Kinder Morgan hearing denies or downgrades nearly half of applicants

Thursday, April 03, 2014

Vancouver Observer

Nearly a thousand people and organizations that applied to speak out at the upcoming federal review of the proposed Kinder Morgan oil sands pipeline expansion project will literally not have their voices heard.
 
That's because on Wednesday, the National Energy Board said it downgraded or rejected nearly half of the applicants who applied to the upcoming hearing to review the Kinder Morgan pipeline expansion project from Edmonton-to-Burnaby.
 
“It’s a sad day for democracy in Canada, when nearly a thousand people who stepped up to take part in a complex regulatory process to have their say about a project of national significance are shut out of the hearings," wrote Christianne Wilhelmson with the Georgia Strait Alliance in a statement.
 
The $5 billion project will pump nearly 900,000 barrels of oil sands bitumen per day on to super tankers in the Burrard Inlet at Burnaby, that will pass Stanley Park and outward to the southwest B.C. coastal waters for export.
 
Controversially, it will also disturb the personal properties of many residents.  Many complain their home values have plummeted.
 
Unlike the Joint Review Panel of the Northern Gateway Project that saw thousands speak up at hearings in B.C. communities big and small, no oral presentations will be allowed with the Kinder Morgan review unless you are an intervenor -- someone with the legal status to cross-examine.  It's a role that often falls to a lawyer.
 
The only other status that one could have applied for was written commentator - meaning you can write a letter, not speak to the federal reviewers.
 
"A letter of comment can be a very useful tool for providing the Panel with valuable information.  Commenters are not restricted to a page or two, they can include photos or reports," said NEB spokeswoman Sarah Kiley from Calgary.
 
The changes are a direct result of recent Harper government omnibus legislation, designed to streamline the approval process into a faster result for major resource projects.
 
Then Conservative Minister of Natural Resources Joe Oliver wrote in an open letter in 2012 that “environmental and other radical groups” were using regulatory hearings to frustrate and cause unnecessary delays.
 
“These groups threaten to hijack our regulatory system to achieve their radical ideological agenda.  They seek to exploit any loophole they can find, stacking public hearings with bodies to ensure that delays kill good projects,” wrote Oliver, who has since become finance minister.
 
Texas-based Kinder Morgan had its lawyers actively apply to remove participants that did not fit the regulatory requirement of being "directly affected" by the pipeline.  
 
Climate change experts, for instance, were sent letters saying they did not have expertise relevant to direct impacts from the fossil fuels pipeline.
 
"If an application raised matters that are outside of our mandate, such as climate change or oil sands development, the applicant may have been turned down," wrote the National Energy Board.
 
452 people or groups that applied to be an intervenor were downgraded to only being able to provide a letter of comment.
 
468 were denied participation altogether.
 
Vancouver Mayor Gregor Robertson has ordered the City to speak out against the project as an intervenor.
 
"A seven-fold increase in oil tanker traffic through local waters presents unacceptable risks to Vancouver’s economy and environment, and the City of Vancouver will represent the people who live, work and own businesses in Vancouver by expressing these significant concerns,” said Robertson in a statement Wednesday.
 
The City of Burnaby is also expected to oppose the project.
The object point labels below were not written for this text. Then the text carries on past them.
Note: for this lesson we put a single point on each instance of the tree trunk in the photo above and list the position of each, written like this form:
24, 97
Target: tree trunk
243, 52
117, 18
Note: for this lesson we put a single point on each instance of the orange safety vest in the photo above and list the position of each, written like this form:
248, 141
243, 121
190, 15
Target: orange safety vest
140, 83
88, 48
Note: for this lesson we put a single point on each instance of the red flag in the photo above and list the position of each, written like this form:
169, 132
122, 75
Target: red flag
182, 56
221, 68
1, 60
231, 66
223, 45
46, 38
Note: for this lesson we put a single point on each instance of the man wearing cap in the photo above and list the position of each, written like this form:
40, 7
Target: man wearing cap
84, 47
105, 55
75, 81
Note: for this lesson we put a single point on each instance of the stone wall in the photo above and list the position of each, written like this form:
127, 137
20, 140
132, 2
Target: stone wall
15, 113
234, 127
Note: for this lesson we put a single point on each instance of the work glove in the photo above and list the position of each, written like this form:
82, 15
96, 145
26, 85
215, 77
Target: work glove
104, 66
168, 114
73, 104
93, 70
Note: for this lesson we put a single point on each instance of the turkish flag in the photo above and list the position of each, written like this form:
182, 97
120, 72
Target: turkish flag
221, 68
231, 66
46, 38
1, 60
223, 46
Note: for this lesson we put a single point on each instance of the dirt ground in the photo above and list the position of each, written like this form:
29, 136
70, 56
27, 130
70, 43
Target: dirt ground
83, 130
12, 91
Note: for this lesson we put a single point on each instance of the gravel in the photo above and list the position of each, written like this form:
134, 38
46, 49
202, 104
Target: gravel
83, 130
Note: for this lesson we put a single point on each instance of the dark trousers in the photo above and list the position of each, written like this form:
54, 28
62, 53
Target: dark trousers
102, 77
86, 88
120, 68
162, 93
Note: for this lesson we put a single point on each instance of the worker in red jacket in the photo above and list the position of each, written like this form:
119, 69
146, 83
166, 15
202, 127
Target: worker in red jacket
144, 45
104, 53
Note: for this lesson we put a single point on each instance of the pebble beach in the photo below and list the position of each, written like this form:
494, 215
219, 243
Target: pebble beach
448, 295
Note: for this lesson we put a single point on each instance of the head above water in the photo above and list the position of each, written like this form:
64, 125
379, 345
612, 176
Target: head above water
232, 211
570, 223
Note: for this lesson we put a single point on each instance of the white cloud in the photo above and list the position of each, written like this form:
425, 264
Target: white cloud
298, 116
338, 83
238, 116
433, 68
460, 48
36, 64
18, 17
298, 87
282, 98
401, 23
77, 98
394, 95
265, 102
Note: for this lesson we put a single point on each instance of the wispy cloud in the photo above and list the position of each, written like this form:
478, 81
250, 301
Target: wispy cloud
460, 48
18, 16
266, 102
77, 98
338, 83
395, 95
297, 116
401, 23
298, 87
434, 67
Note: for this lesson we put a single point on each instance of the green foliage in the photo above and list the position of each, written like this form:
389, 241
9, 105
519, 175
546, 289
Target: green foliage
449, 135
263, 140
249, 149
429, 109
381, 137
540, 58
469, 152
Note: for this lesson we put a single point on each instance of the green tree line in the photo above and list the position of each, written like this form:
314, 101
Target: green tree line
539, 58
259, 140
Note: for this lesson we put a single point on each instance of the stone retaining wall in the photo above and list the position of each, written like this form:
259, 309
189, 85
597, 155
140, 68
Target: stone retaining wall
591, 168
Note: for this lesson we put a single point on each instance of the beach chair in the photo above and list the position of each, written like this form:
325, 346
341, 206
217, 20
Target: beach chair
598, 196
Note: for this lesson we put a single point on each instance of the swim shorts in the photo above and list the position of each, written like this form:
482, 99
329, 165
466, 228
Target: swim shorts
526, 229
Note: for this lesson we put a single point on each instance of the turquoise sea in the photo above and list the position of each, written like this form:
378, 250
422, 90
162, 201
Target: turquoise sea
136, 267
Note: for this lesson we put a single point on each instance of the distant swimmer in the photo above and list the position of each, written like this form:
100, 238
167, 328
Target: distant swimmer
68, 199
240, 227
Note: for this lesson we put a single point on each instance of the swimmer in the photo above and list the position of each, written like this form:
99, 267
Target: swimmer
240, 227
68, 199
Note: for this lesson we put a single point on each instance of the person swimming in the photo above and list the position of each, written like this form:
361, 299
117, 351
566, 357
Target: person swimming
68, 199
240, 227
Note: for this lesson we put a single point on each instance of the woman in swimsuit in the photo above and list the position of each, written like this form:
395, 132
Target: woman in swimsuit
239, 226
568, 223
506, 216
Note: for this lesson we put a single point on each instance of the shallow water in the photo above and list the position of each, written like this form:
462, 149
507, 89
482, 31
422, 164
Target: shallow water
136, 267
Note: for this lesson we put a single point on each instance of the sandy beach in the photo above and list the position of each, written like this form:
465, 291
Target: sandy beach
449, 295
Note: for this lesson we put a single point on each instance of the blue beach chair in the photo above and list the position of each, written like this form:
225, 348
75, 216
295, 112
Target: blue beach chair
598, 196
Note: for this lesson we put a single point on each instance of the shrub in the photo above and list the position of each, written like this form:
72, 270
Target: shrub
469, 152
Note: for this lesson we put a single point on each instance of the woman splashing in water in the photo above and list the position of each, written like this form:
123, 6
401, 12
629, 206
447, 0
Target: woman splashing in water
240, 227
Mayor Derek Corrigan was pushing to have Kinder Morgan's whole application removed as incomplete, since it wasn't quite clear which route the pipeline was ultimately going to go through.
 
Aboriginal presentations to the hearing by intervenors will begin in August.  Other hearings start in January 2015.
 
Recently, a NEB panelist resigned from his post.  Critics said he was the only one with some environmental background, as a former representative of Ducks Unlimited.  He was replaced by Philip Davies, the former VP of Encana - a major oil and gas corporation.
 
The NEB said it is not for or against the project, and that its "unbiased" panelists will review Kinder Morgan's project based on the evidence and facts.
 
But Eoin Madden, with the Wilderness Committee, questions why vital decisions on critical issue such as climate change and energy are being consolidated within the NEB.
 
“It’s becoming more and more likely that the NEB is being granted all of this decision making power over our future, especially over our carbon pollution, because the federal government considers it a friendly forum,” said Madden Thursday.
 
The board added that anyone who is unhappy with the Board's decision regarding their level of participation can put forward a motion for reconsideration.